くだものの妖精を描いた可愛らしいサイズの絵。質が良く厚みのある中性紙に刷られたクロモリトグラフ(多色刷り石版画)です。
表(おもて)面には、フランス語で「ポム・ダピ」と呼ばれる小さな赤いリンゴの籠を抱えた可愛らしい少女が描かれています。少女の髪にはりんごの花が飾られています。りんごの花がずいぶん大きく見えていますから、この少女はきっと小さなりんごの精なのでしょう。
ポム・ダピは非常に古い品種のリンゴで、アッピア街道に名を残す古代ローマのケンソル(監察官)、アッピウス・クラウディウス・カエクス (Appius
Claudius Caecus, BC 340 - 273) にその名を負うともいわれています。
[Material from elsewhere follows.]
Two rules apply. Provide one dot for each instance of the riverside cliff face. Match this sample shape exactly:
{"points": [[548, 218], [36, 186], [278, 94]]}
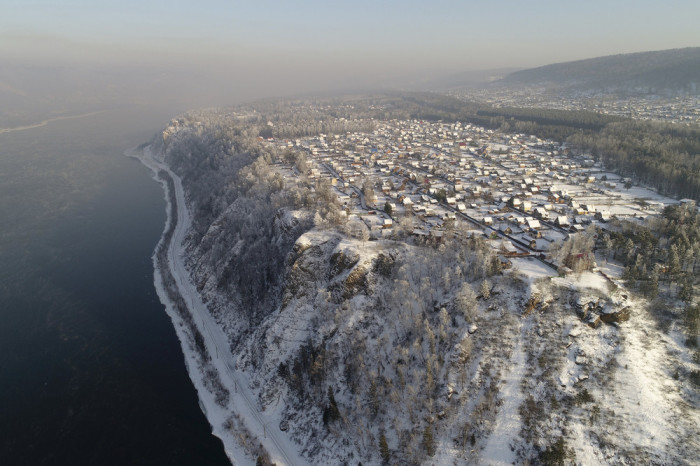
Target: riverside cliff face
{"points": [[397, 350]]}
皮が軟らかい小粒のリンゴで、日光に当たる部分がルビーのように真っ赤になります。フランスではオルレアンにあったルイ13世
(Louis XIII, 1601 - 1610 - 1643) の果樹園で栽培されていたという 1628年の記録があり、その後長くフランスで愛されましたが、最近では見かけることが無くなりました。
画面の向かって左端には「ポム・ダピ」(pomme d'Apis) と書かれています。また画面左下には、パリ中心部のドーフィーヌ通り16番地にあったリトグラフの版元、オブリ
(Librairie Auguste Aubry) の名前があります。裏面は白紙です。
本品は百数十年前のパリで製作されたものですが、それほどまでに古い物とは思えないほど良好な保存状態です。